Indexing in a nutshell¶
What is descriptor?¶
Descriptor is a unique vector stored the number of packed properties from detection sample.
What is matching?¶
Matching is a comparison of a given descriptor with some descriptor batch that results in similarity scores. Its purpose is to search for descriptors most similar to a given descriptor over some user-provided set of descriptors.
What is index?¶
Index is a collection of user-provided set of descriptors deployed together for approximate matching.
Why approximate?¶
When matching a really large set of descriptors by classical brute-force matching, it is impossible to get a low latency with a high number of requests per second. Therefore, it is required to use approximation techniques that exchange some accuracy for massive speed. These techniques speed up the matching by preprocessing the data into an efficient index.
Search basics¶
Index structure is optimized for efficient nearest neighbor search. It is constructed as a dependency graph whose vertices are descriptors.
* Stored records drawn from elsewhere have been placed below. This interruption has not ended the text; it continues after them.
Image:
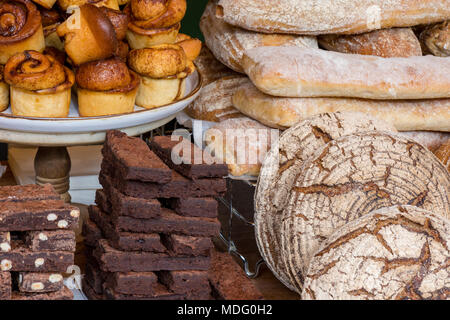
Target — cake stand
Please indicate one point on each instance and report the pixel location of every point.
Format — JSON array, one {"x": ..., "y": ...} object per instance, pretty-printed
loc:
[{"x": 53, "y": 136}]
Search in this dependency graph is performed while moving along its vertices. After moving to the first vertex, the incoming descriptor is compared with all the vertices connected to the current vertex. When the most similar vertex is found, next comparison is performed with vertices connected to it. After several iterations, the most similar vertex (i.e. descriptor with the highest similarity score) is found.
Configurable parameters¶
The size of the dynamic list for the nearest neighbors controls speed/accuracy trade-off during the index construction & search. Higher values leads to more accurate but slower search. LIM_MANAGER_INDEXING.EF_CONSTRUCTION and LIM_MATCHING.EF_SEARCH settings should be used to set up these parameters.